La prise en charge de l’allocataire est, le cas échéant, reportée à l’expiration d’un différé d’indemnisation correspondant au nombre de jours qui résulte du quotient du montant de l’indemnité compensatrice de congés payés versée par le dernier employeur, par le salaire journalier de référence (différé « congés payés »)

En outre, ce différé peut être augmenté d’un différé spécifique correspondant aux indemnités de rupture ou à toute autre somme supérieures aux minima légaux dont le principe et les modalités de calcul sont fixés par la loi. Le nombre de jours de ce différé est égal au nombre entier obtenu en divisant ces indemnités supralégales par le salaire journalier de référence. Ce différé spécifique est en tout état de cause limité à 75 jours.

 

Précisions

a.  Sont exclus du différé spécifique les minima des sanctions indemnitaires du licenciement irrégulier : notamment, indemnités visées à l’article L 122-14-4 (n° 5840 s.), à l’article L 321-2-1 (n° 5855). Sont en revanche comptabilisées les indemnités ou sommes prévues par des dispositions autres que législatives (indemnité conventionnelle ou transactionnelle pour la part dépassant les minima légaux).

b.  En cas de prise en charge consécutive à une fin de contrat d’une durée inférieure à 91 jours, le point de départ de l’indemnisation est déterminé en prenant en compte toutes les fins de contrat de travail situées dans ces 91 jours. Les indemnités versées lors de chaque fin de contrat donnent lieu au calcul des différés d’indemnisation qui commencent à courir au lendemain de chacune de ces fins de contrat. Le différé applicable est celui qui expire le plus tardivement.

Exemple : 1e fin de contrat le 31 mars avec un différé d’indemnisation de 70 jours expirant le 9 juin ; 2e fin de contrat le 15 mai avec un différé d’indemnisation de 3 jours expirant le 18. C’est le différé expirant le 9 juin qui sera applicable.

 

1429

Règlement art. 29 et 31

Les différés d’indemnisation visés n° 1427 ne peuvent être interrompus. Ils courent à compter du lendemain de la fin du contrat de travail. Lorsque les deux différés s’appliquent, celui correspondant aux congés payés est décompté en premier.

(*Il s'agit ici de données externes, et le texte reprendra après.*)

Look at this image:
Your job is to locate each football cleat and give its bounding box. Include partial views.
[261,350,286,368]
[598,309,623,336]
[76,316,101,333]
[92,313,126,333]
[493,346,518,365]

Si tout ou partie des sommes inhérentes à la rupture du contrat de travail (indemnité compensatrice de congés payés, indemnités de rupture) est versé postérieurement à la prise en charge de l’allocataire, celui-ci et l’employeur sont dans l’obligation d’en faire la déclaration à l’Assédic. Les allocations qui, de ce fait, n’auraient pas dû être perçues doivent être remboursées à l’Assédic.

 

Délai d’attente

1431

Règlement art. 30 et 31

QA-II-18000 s

La prise en charge des allocations par l’Assédic est reportée au terme d’un délai d’attente de 7 jours. Ce délai court à compter du terme du ou des différés d’indemnisation visés n° 1427 si les conditions d’ouverture de droits sont satisfaites ; à défaut, il court à partir du jour où elles sont satisfaites.